This communication gap, identified by researchers from Brigham and Women’s Hospital (BWH) and Harvard Vanguard Medical Associates, allows discontinued medications to be dispensed at pharmacies, representing an important patient safety concern.
The study will be published on November 20, 2012 in the Annals of Internal Medicine.
“This is a novel patient safety issue that has not been measured previously,” explained Thomas Sequist, MD, MPH, a physician at BWH and Harvard Vanguard, and senior author of this study. “We found that 1.5 percent all off discontinued medications were refilled by the pharmacy and that 12 percent of those refilled medications caused some degree of potential harm to the patients.”

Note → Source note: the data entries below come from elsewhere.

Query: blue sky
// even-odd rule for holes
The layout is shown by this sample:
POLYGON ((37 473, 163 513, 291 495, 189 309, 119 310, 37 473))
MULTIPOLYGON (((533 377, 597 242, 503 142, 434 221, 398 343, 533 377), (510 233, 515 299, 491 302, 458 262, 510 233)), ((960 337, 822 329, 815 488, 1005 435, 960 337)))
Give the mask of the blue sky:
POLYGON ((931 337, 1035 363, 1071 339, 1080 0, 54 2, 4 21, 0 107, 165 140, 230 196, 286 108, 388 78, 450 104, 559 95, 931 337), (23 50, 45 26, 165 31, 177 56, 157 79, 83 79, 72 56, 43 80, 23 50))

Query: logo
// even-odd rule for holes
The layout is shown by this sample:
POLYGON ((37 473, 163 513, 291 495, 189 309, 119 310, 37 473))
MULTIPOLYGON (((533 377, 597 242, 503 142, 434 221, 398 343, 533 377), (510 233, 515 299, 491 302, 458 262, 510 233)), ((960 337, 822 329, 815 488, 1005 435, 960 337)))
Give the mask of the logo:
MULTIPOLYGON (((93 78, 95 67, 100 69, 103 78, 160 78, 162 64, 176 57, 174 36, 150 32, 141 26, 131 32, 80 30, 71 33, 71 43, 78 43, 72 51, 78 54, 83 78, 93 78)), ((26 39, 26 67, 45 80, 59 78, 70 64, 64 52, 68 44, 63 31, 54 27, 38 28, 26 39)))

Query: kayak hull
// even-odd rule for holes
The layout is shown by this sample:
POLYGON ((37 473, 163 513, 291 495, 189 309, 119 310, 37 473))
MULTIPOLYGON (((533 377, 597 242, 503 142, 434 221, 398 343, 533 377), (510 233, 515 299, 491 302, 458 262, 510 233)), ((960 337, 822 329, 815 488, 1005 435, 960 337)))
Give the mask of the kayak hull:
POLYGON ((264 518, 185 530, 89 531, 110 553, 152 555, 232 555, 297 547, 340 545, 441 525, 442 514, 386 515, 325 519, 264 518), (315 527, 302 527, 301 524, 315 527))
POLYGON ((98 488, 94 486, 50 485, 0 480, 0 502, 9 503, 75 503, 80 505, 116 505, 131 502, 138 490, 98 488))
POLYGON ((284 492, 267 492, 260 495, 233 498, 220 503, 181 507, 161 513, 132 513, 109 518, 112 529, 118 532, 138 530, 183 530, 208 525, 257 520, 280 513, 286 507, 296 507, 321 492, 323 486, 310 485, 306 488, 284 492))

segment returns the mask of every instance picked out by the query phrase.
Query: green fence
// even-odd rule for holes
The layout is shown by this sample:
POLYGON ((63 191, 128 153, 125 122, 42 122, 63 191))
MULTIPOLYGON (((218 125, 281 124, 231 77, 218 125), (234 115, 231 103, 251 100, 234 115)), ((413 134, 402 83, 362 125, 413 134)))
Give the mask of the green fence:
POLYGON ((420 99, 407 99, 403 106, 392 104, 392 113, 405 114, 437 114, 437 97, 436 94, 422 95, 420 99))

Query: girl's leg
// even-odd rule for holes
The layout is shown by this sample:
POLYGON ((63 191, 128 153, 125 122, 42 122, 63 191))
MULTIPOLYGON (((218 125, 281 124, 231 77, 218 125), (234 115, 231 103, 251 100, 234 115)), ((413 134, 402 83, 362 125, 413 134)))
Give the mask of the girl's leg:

The study was conducted at Harvard Vanguard, and the researchers used electronic medical records to analyze 1,218 medications that were discontinued throughout 2009. They then reviewed a sample of more than 400 medical charts for any adverse events that may have happened due to the fact that the patient continued to take a discontinued medication. After reviewing these charts, they found that 1.5 percent of discontinued medications continue to be refilled by the pharmacy and that of those; potential harm resulted from dispensing these medications in 12 percent of the cases. The harm ranged from serious issues such as low blood pressure and possible allergic reactions, to less serious effects such as lightheadedness or nausea.
With the growing use of electronic medical records, prescriptions are now easily transmitted to pharmacies with the click of a mouse; they can also be discontinued and removed from medication lists in the physician’s office with a similar click. However, this study shows that there is little feedback to either physician offices or retail pharmacies to ensure that patients are following the map laid out by this electronic trail. Many physicians may incorrectly assume that the patient will remember to stop taking the particular discontinued medication or that discontinuing a medication in the electronic health record is automatically transmitted to the pharmacy, in the same way that a new prescription is transmitted.
“The implementation of electronic health records have offered a clear opportunity to track when a clinician discontinues a medication, but now there needs to be a process that helps discontinued orders be transmitted electronically to the retail pharmacy,” explained Adrienne Allen, MD, MPH, associate medical director of Quality, Safety, and Risk at North Shore Physicians Group, and lead author of this study. “Future research should focus on evaluating methods of improving communication between providers and pharmacies to better reconcile medication lists, as well as explore strategies to improve patient knowledge and awareness of their medication regimen,” explained Allen.
This research was supported by the National Institutes of Health Institutional National Research Service Award (T32HP10251-02).